This is the original JeeNode, with an ATmega328 µC (just like an Arduino Uno) and either an RFM69CW or the older RFM12B radio module. It works with 3.3V voltage levels and is designed for ultra low-power battery-powered use:
Uploading and debugging takes place via the 6-pin FTDI header on the left, and requires an USB-BUB or equivalent to hook up to the Arduino IDE on your computer.
This is a kit with easy-to-solder through-hole parts. The radio module is placed on top and “tacked down” with solder pads. An antenna wire of approx 8 cm is needed for the radio, which operates at 868 MHz in Europe or 915 MHz in the US.
The JeeNode SMD is a pre-assembled variant of the JeeNode v6 kit, using SMD components. It has the same size and pinout, but offers a few extra I/O pins:
The JeeNod USB is like a JeeNode SMD, but with an additional built-in USB-to-Serial FTDI adapter. It also adds a reset button, a blue LED, and a LiPo charge circuit:
The JeeLink is designed as central wireless node for remote JeeNodes and other devices transmitting on 433, 868, or 915 MHz in a compatible format. It plugs directly into a USB jack and includes a 2 MB dataflash memory for unattended logging as well as an accurate 10 ppm crystal for keeping time:
The JeeNode Micro is the smaller cousin of the JeeNode. It has an ATtiny84 µC instead of an ATmega328, with much more limited memory, weaker hardware peripherals, and fewer I/O pins, but still makes a very nice and small remote sensor nodes if your requirements are modest:
Programming these boards requires an ISP programmer, and debugging via a serial console requires quite some effort: the ATtiny84 is not supported by default in the Arduino IDE, but there are add-ons to fill in this gap.

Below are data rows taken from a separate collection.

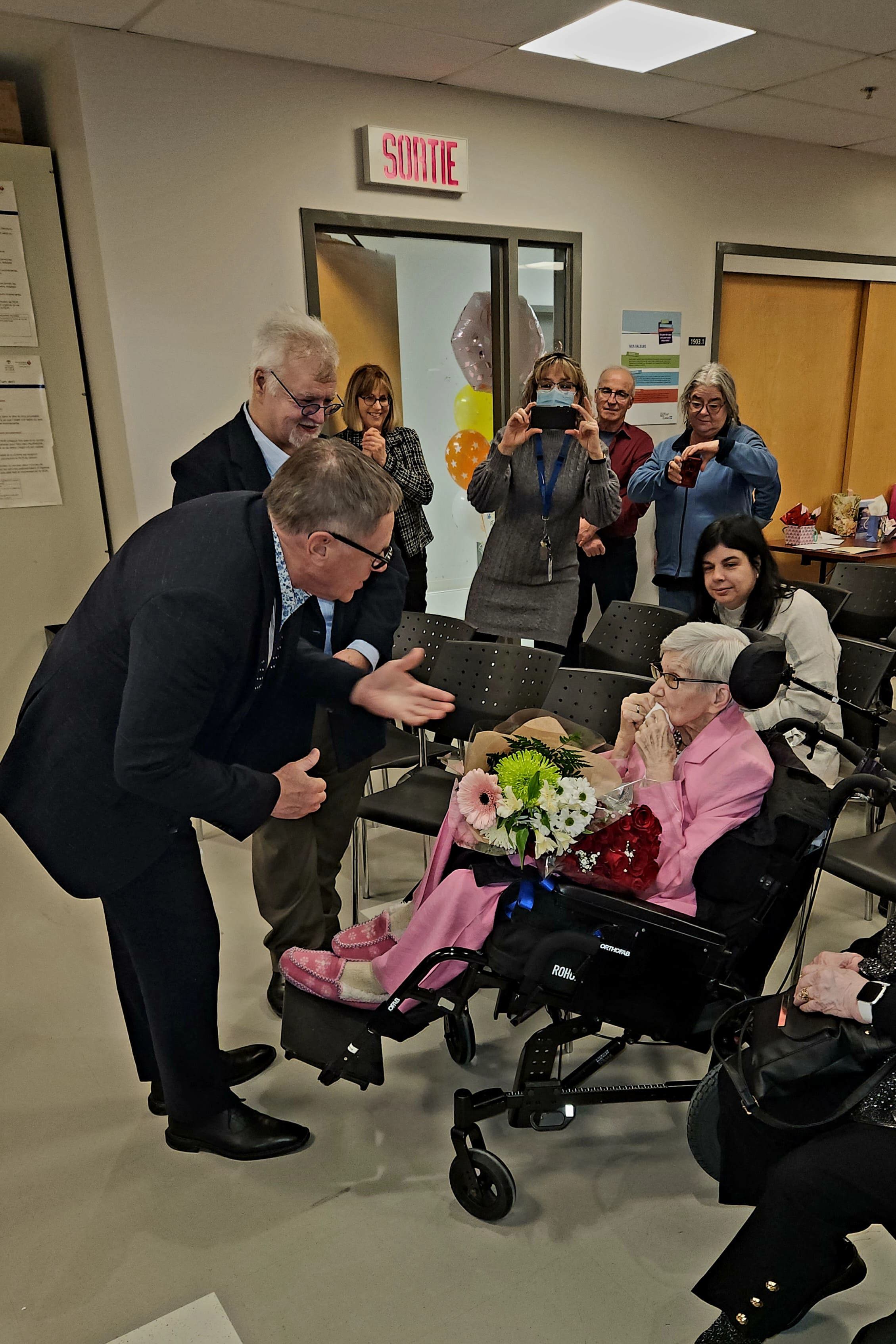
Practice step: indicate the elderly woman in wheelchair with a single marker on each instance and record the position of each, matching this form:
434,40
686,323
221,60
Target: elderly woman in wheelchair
696,764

The JeeNode Micro also comes in a version with on-board boost regulator, allowing it to run on a single AA or AAA battery. The alternative is to run unregulated - a coin cell, for example.
The LED Node is a JeeNode with three high-current 12V LED drivers, for use with popular RGB strips (or a couple of monochrome strips). The layout is designed to match those strips, so that the board can be fitted next to the strips:
This is a through-hole kit, apart from three (fairly large) SMD MOSFETs. There is a single 6-pin JeePort on the right. The FTDI header is in the middle of the board, and there is a screw terminal on the left to supply the high-power 12V for the LED strips.
Most JeeNodes have one to four 6-pin “JeePorts”: a convention which allows connecting a large variety of additional hardware devices via digital, analog, or bit-banged I2C connections:
Since I2C is a bus, multiple I2C-enabled plugs can be connected to each port, for virtually unlimited expansion. Usually this is done in a daisy-chain fashion.
The homepage and shop links above describe dozens of small JeePlug interface boards for a wide variety of uses, with JeeNodes or other µC boards.